Les résultats découlant des dernières élections québécoises démontrent le passéisme du mode de scrutin issu des traditions britanniques. À sa face même, le nombre d’élus par rapport au suffrage exprimé dénote une outrageuse disproportion qui frôle une apparente illégitimité. Mais le bât blesse encore plus lorsqu’on constate le sort qui est réservé au PQ dans la répartition des questions (cinq par tranche de cent) et des ressources consenties. Dans les deux cas, il s’agit d’une aide médicale à mourir qui lui est malicieusement offerte par les autres partis.

Certains prétendent que les règles du jeu sont ainsi faites et qu’il faut s’y soumettre. À ces défenseurs du statu quo, il est important de souligner que les résultats électoraux ne reflètent pas le choix démocratique des électeurs. Si la représentation proportionnelle n’est pas dans les cartons des caquistes, ces derniers, ainsi que les oppositions, auraient pu suppléer cette « injustice » par une ouverture pour faciliter une présence minimalement efficace du PQ.

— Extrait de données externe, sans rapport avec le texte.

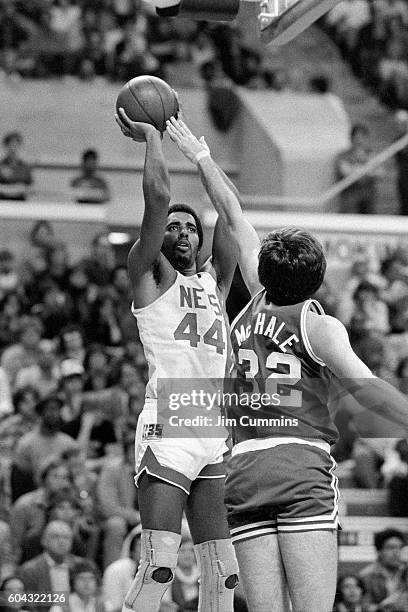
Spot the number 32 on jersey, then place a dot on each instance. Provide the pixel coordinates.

Malheureusement, la CAQ (90 députés avec 40,98 % du vote), le PLQ (21 députés avec 14,37 % du vote) et QS (11 députés avec 15,43 %) ont vidé la caisse, ne laissant presque rien au PQ malgré ses 14,61 % de suffrages exprimés. Pourquoi le premier ministre Legault s’acharne-t-il sur le parti qui l’a mis politiquement au monde ? De même, le PLQ n’aurait-il pas avantage à maintenir un parti officiellement indépendantiste qui pourrait leur servir de contre-face ? Également, QS, par respect pour ses membres souverainistes, écologistes et solidaires de gauche, ne devrait-il pas aider un parti comme le PQ qui contribuerait à faire avancer ces idées à l’Assemblée nationale ?

Comme on peut le constater, les distorsions électorales ont faussé le choix démocratique des électeurs. Conscients de cette nouvelle réalité, les différents partis politiques auraient dû se gouverner en conséquence et accorder une place décente pour tous. En excluant le PQ du jeu parlementaire, ils nous montrent leur vrai visage. Ces partis font de la petite politique opportuniste au détriment d’une volonté populaire exprimée, alimentant ainsi le cynisme d’une population qui en a soupé de ces petitesses de leurs élus.